Jan-Krzysztof Duda zwyciężył w szachowym Pucharze Świata. Jest pierwszym Polakiem w historii, któremu udało się tego dokonać. Mężczyzna pokonał w finale Rosjanina – Siergieja Karakina.
Puchar Świata
Puchar Świata to wydarzenie organizowane co dwa lata. Jest bardzo ważną i prestiżową imprezą w szachowym świecie, bo biorąc w niej udział, można sobie zapewnić udział w Turnieju Pretendentów. Z kolei Turniej Pretendentów to impreza dla najlepszych szachistów.
Świetna gra
Jan-Krzysztof Duda w Pucharze Świata pokonał starszego i bardziej doświadczonego od siebie Siergieja Karakina, który nazywany jest złotym dzieckiem rosyjskich szachów. Duda grał bardzo spokojnie, był wyważony i całkowicie skupiony.
– Co zadecydowało? Moim zdaniem to, co pokazywał przez cały turniej – że grał spokojną, pewną, zwykłą grę, nie było w niej jakichś niesamowitych posunięć. Zachowywał się trochę jak Novak Djoković na tenisowym korcie – to też człowiek, który błędów niemal nie popełnia, spokojnie przebija piłkę, gra pewnie. To właśnie Jan robił na szachownicy od pierwszego do ostatniego meczu turnieju. W szachach awansuje czy wygra ten, kto się nie myli. Tak było i dziś. Jan wykonał serię dobrych posunięć, nie widziałem tam błędów. Przeciwnik przy takiej grze może liczyć tylko na remis, o ile sam nie popełni błędów. A Kariakin zaczął je robić – mówi Radosław Jedynak, prezes Polskiego Związku Szachowego.

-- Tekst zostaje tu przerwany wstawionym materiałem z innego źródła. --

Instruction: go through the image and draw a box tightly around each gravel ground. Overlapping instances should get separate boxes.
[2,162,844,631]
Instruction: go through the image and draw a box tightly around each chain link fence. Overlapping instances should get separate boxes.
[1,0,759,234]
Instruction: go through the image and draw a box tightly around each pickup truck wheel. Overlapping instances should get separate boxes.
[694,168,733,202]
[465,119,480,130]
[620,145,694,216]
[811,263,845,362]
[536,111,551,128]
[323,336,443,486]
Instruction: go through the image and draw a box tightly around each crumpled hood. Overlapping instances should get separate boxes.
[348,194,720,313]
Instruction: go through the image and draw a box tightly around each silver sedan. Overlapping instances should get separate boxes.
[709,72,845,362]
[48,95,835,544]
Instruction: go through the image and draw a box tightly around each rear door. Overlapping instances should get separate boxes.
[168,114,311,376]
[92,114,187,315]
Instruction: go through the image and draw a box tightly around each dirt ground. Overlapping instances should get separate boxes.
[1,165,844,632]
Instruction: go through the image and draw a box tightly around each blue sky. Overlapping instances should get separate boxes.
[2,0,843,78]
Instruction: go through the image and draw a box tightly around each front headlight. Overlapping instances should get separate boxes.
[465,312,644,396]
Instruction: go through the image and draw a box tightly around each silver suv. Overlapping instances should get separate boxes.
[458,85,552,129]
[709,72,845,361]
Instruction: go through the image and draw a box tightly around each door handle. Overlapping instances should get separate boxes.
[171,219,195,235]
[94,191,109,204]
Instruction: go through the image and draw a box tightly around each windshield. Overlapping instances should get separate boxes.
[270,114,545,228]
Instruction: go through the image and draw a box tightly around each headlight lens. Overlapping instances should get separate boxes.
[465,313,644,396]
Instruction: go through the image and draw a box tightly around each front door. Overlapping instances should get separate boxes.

Żaden Polak w historii nie osiągnął takiego sukcesu w szachach.
– Polska zawsze była świetną, zgraną drużyną, ale indywidualnie nikt z naszych graczy nie doszedł na taki poziom – przyznaje Radosław Jedynak, prezes Polskiego Związku Szachowego. – Świetnie prezentowaliśmy się razem, mamy dużo graczy światowej klasy, ale brakowało nam takiego jednego wielkiego supertalentu. Sukces Jana-Krzysztofa? Zapowiadało się na niego od kilku lat. Przyszła jednak pandemia, wszystko przez nią nieco wygasło. Ten sukces przyszedł w pierwszym turnieju po pandemii, nawet mnie to trochę zaskoczyło.
Teraz przed polskim szachistą stoi duże wyzwanie – Turniej Pretendentów. Dlatego być może za jakiś czas usłyszymy o jeszcze większym sukcesie Jana Krzysztofa Dudy.